Вот она, правда войны, правда пацанов, Сашкиных ровесников. Да и какие они пацаны, носящие кто на груди, а кто в одежде свои личные данные? Поймет это попутчик? Никогда. Пока сам не возьмет в руки гильзу, которая будет биться на груди, как борется с неспокойными волнами бутылка с запиской о помощи, брошенная в океан.
Бездна.
Россия.
Синонимы.
Сашкин попутчик ехал в Самару, Литвинов же не доедет до нее около ста пятидесяти километров. Он один. Без провожатого, как выразился комбат. Его точила, не могла не точить душу мысль повидаться с родителями. Жаль, что Коломна не на пути, жаль, что поезд не останавливается в родном городе — хотя бы на пять минут, которые могли пройти в коротком свидании с матерью. Только коротком. Перрон, гудки локомотивов, предостерегающие голоса проводниц и диктора вокзала: «Просьба пассажирам занять свои места...» Пять минут, так много и так мало. «На перроне.

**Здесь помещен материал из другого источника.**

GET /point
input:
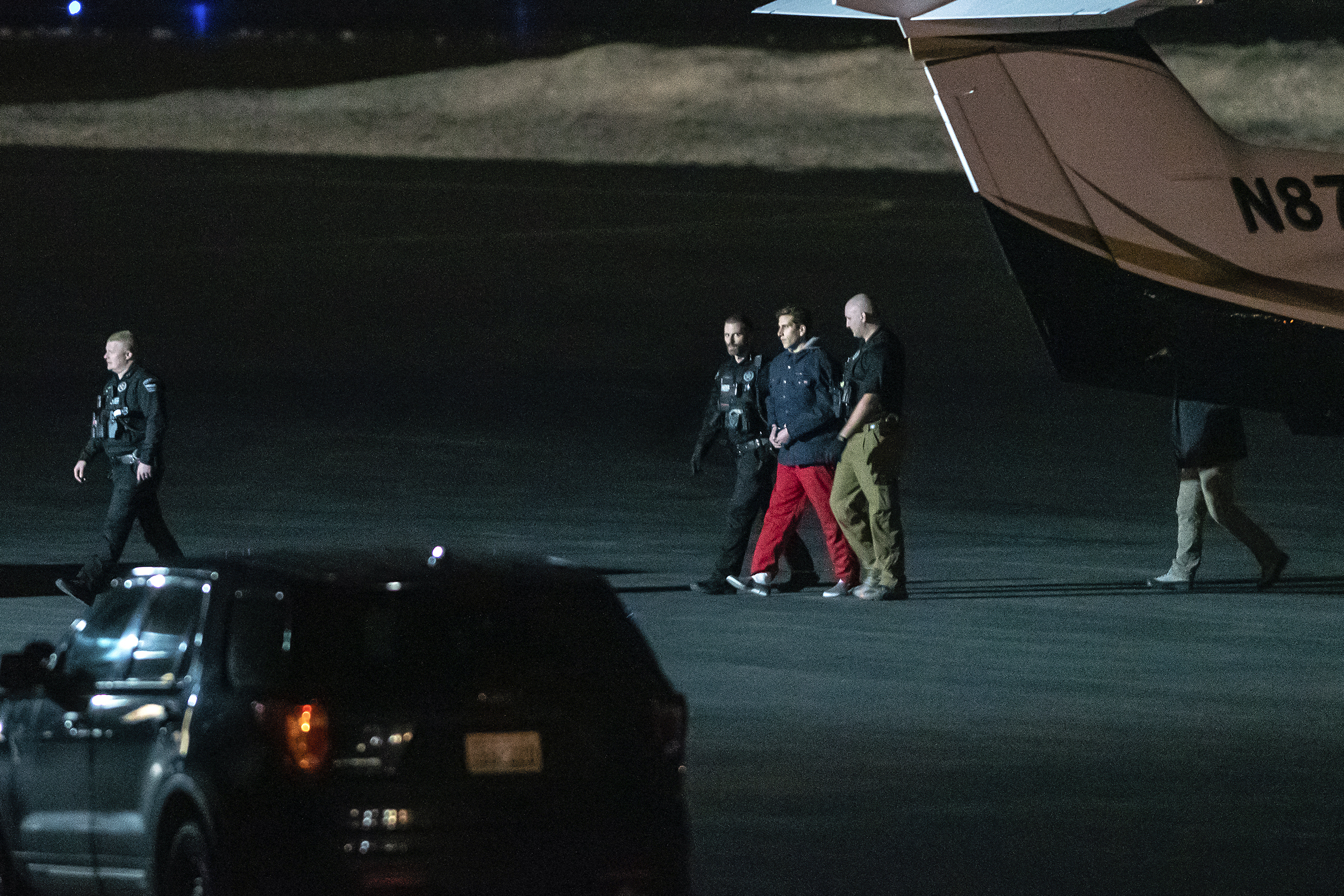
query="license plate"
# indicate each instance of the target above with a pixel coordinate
(504, 752)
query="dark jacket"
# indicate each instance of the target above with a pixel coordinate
(130, 418)
(737, 404)
(803, 393)
(1207, 434)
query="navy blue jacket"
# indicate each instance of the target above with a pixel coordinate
(1207, 434)
(803, 389)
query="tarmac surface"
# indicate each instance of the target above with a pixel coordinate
(512, 358)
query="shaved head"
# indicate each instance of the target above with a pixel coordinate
(861, 304)
(861, 316)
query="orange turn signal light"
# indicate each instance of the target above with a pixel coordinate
(307, 736)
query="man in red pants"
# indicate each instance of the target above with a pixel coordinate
(803, 425)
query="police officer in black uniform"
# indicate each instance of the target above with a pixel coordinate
(128, 428)
(737, 413)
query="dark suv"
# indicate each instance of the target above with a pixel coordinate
(304, 726)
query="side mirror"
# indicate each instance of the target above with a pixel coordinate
(27, 669)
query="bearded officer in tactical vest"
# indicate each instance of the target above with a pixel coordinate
(737, 413)
(128, 429)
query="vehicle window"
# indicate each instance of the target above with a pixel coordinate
(167, 630)
(421, 644)
(104, 647)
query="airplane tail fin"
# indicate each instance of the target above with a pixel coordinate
(1132, 222)
(1135, 224)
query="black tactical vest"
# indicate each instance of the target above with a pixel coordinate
(740, 399)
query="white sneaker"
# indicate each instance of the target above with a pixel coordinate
(1173, 582)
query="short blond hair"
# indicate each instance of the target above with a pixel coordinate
(125, 338)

У вагона. Всего лишь пять минут».
— А ты махни в Коломну, — подогревал Сашку попутчик — Один же едешь.
— У меня предписание... Патруль задержит.
— Слушай, а почему после командировки в Чечню тебя снова в школу снайперов отправили?
— Так положено после стажировки — курс заканчивал.
— Значит, в той части, куда ты едешь, ты никого не знаешь?
— Как и меня тоже, — невесело усмехнулся Сашка, занятый своими мыслями. Коломна. Перрон. Свидание. Предписание. Патруль.
Чертов патруль! Им свою спину не покажешь и голосом, который слышала вся страна, свой дурацкий поступок не объяснишь.
Эх, вздохнул Сашка, смех да и только.
— Не грусти, парень, напишешь родичам, они приедут к тебе.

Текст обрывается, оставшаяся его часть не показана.